The FCA is to examine the level of due diligence advisers carry out when choosing a platform as part of a thematic review later this year, Money Marketing understands.
In its 2014/15 business plan last month, the FCA annouced it would be carrying out a thematic review on “effective due diligence for retail investment advice”. The regulator is still assessing the extent of the review and what it will include, though Money Marketing understands this will cover platform due diligence.
A spokeswoman for the FCA says: “We are still undertaking the scoping work for the thematic review into due diligence and will announce in due course what areas the review will cover.”
Since April, platforms have been required to charge on an unbundled basis and have to pass all rebates back to consumers on new business. The final rules state that advisers are responsible for ensuring the platforms they use are compliant.

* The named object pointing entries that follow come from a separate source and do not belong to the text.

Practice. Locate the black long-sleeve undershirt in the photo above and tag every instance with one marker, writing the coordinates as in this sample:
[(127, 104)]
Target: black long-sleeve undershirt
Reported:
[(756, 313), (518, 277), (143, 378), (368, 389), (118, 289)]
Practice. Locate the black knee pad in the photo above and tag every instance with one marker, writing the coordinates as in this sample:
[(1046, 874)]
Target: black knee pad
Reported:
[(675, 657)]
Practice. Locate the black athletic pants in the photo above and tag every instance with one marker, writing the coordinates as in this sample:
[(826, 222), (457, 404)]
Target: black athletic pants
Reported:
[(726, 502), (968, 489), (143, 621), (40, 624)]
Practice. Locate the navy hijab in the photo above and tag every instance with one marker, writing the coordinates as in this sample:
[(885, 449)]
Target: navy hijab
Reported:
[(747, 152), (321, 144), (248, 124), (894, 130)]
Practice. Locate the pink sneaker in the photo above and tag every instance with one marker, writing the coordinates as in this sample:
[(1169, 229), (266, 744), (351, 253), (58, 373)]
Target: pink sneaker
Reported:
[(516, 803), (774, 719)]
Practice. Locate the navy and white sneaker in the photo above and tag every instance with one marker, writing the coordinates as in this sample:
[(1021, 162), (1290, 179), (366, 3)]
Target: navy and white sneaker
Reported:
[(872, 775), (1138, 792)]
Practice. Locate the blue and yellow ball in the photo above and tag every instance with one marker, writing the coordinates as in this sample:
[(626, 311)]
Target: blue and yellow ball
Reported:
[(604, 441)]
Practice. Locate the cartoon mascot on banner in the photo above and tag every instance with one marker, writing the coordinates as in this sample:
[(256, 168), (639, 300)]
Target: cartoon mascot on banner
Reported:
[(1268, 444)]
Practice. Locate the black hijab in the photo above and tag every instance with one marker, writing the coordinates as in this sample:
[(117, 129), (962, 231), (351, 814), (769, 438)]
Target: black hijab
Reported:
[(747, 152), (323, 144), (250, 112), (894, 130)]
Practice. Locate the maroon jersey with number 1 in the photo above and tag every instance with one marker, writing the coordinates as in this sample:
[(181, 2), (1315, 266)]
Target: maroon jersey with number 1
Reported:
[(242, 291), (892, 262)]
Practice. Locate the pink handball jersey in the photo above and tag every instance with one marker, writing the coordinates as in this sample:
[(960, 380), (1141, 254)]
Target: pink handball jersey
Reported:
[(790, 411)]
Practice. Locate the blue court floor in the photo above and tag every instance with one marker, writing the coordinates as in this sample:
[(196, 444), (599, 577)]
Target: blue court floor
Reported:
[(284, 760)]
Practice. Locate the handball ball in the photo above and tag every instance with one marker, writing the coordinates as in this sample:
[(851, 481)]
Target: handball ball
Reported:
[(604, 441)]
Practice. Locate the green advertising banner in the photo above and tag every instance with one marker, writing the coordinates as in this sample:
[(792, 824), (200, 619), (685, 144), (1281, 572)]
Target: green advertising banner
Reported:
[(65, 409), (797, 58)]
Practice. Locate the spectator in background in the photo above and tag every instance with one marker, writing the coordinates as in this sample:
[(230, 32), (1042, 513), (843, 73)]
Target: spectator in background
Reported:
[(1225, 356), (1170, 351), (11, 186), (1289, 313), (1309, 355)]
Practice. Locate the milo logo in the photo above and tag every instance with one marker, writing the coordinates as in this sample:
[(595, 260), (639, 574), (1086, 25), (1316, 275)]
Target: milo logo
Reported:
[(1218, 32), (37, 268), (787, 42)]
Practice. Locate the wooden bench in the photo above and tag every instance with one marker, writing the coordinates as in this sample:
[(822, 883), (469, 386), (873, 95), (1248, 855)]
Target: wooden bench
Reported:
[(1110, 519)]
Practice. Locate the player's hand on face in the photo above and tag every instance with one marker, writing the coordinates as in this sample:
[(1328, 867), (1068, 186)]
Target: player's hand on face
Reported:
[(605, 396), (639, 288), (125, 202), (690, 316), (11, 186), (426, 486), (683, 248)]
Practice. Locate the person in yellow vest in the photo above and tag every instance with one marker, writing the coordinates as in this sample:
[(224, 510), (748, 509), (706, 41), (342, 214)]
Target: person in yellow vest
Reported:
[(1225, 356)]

The Platforum managing director Holly Mackay suggests advisers address questions beyond just price and functionality when choosing a platform. She says: “Advisers need to ask themselves things like: What do my clients actually need? Does this client need a platform in the first place? Do I need more than one? Does my client understand what it costs? Is the platform reliable?”

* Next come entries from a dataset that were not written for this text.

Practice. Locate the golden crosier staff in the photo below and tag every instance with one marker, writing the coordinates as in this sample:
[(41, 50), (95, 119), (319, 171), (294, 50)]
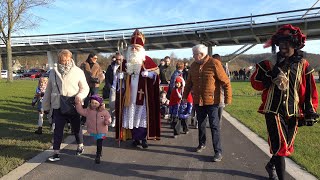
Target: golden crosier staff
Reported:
[(122, 45)]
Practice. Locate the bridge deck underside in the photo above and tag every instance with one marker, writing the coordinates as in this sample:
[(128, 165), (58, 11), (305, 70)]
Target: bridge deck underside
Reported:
[(220, 36)]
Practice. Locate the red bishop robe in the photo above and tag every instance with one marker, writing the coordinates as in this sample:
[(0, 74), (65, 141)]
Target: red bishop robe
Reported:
[(150, 88)]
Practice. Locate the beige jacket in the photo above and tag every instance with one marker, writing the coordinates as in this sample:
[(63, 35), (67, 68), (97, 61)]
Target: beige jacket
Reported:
[(73, 84)]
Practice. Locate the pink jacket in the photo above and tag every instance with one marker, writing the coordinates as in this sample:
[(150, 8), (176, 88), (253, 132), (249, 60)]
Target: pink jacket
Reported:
[(97, 121)]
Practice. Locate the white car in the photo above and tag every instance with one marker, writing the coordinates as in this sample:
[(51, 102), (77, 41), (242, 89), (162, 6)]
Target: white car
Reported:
[(4, 74)]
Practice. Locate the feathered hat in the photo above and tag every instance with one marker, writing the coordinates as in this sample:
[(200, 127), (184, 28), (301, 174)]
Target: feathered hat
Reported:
[(288, 33), (137, 38)]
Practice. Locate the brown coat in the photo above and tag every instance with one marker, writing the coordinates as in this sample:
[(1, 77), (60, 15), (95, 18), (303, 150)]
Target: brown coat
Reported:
[(94, 72), (206, 84)]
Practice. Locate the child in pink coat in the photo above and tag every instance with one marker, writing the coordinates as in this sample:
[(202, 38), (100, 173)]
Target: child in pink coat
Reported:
[(97, 122)]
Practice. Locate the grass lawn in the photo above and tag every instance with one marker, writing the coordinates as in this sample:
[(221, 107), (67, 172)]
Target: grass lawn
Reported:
[(246, 102)]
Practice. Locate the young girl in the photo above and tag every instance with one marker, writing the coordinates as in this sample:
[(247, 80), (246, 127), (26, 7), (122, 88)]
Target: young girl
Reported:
[(164, 102), (37, 99), (97, 121), (179, 111)]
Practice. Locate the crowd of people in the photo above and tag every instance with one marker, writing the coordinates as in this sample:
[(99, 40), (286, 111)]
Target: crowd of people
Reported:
[(140, 93)]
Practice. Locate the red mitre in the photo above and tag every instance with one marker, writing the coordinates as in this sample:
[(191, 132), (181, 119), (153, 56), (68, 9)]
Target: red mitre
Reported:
[(137, 38)]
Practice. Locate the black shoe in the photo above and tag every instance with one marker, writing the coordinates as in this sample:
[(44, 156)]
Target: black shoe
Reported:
[(54, 158), (271, 169), (97, 160), (145, 144), (39, 130), (80, 150), (136, 143), (200, 148), (217, 157)]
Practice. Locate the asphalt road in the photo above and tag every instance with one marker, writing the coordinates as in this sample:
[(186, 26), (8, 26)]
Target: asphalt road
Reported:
[(168, 158)]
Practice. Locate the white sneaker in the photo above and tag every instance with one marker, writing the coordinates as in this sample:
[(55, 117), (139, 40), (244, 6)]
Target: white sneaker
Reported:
[(113, 124), (53, 126)]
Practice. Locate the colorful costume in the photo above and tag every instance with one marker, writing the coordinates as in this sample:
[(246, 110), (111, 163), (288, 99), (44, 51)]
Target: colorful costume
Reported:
[(289, 94)]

The Lang Cat senior consultant Sam Lynn says: “There is an in-built tension at the heart of platform use – suitability for individual clients versus scalable, repeatable efficiencies for an adviser business. That is a recipe for potential conflict of interest so it is really no surprise to see the FCA wanting to take a closer look at how advisers make their platform selections.”
Invest Southwest managing director David Penny says: “Past failures like Keydata show there can be no harm in checking advisers are working with organisations that are reputable and solvent, and that includes platforms.”